Rape is a method of baby-making. In a competing conservative theory of reproductive health, failed vice presidential candidate Paul Ryan insisted this year that rape is, in fact, a “method of conception.” According to Ryan, raping is such a sound technique of producing new humans that pregnancies resulting from rape should be treated like all others—the government ought to require women to carry them through to birth (or else horrible medical emergency). Once the baby is safely delivered from the womb, many states honor practitioners of the rape method with the same parental rights that nonrapist fathers enjoy.

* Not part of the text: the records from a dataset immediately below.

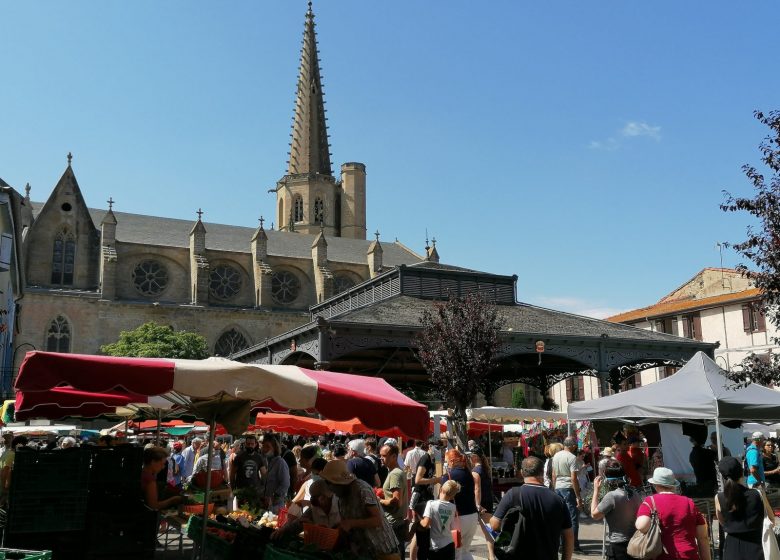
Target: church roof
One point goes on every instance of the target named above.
(309, 149)
(171, 232)
(521, 318)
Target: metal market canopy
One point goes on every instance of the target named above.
(499, 415)
(221, 388)
(699, 390)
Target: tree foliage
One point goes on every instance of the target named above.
(151, 340)
(457, 346)
(762, 246)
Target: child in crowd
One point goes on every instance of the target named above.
(439, 517)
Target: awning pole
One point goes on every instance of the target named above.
(209, 455)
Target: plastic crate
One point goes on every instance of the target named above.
(13, 554)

Sluts may ward off pregnancy by guzzling large numbers of contraceptives. After 30-year-old Georgetown law student Sandra Fluke testified in front of a group of House Democrats in support of mandated insurance coverage for contraceptives, noted women’s health expert Rush Limbaugh countered that Fluke—a “feminazi,” a “slut,” and a “prostitute”—is “having so much sex she can’t afford her own birth-control pills and she wants President Obama to provide them, or the Pope.” The more sex that women have, the more birth control they must consume, according to Rush Limbaugh. Should insurance companies be forced to subsidize women’s insatiable slut hunger for progesterone? Or should prostitute law students be forced to rely on over-the-counter solutions, such as Foster Friess-approved knee aspirins?

Single ladies and gays are not fully developed humans. This Christmas, Pope Benedict XVI gave unmarried straights and married gays the gift of damnation, commenting that outside the union of man, woman, and child, these sinners are engaging in a “faulty conception of human nature” that is destroying the “essence of the human creature,” inhibiting “the full development of the human person.” These underdeveloped humans—along with women who choose abortion—pose a “serious harm to justice and peace.” Confirmation of the Pope’s evolutionary theory will be provided in Heaven, where it will be proved that his view is “not at all backward-looking but prophetic.” 

*Correction, Dec. 27, 2012: This post originally misspelled Richard Mourdock’s last name.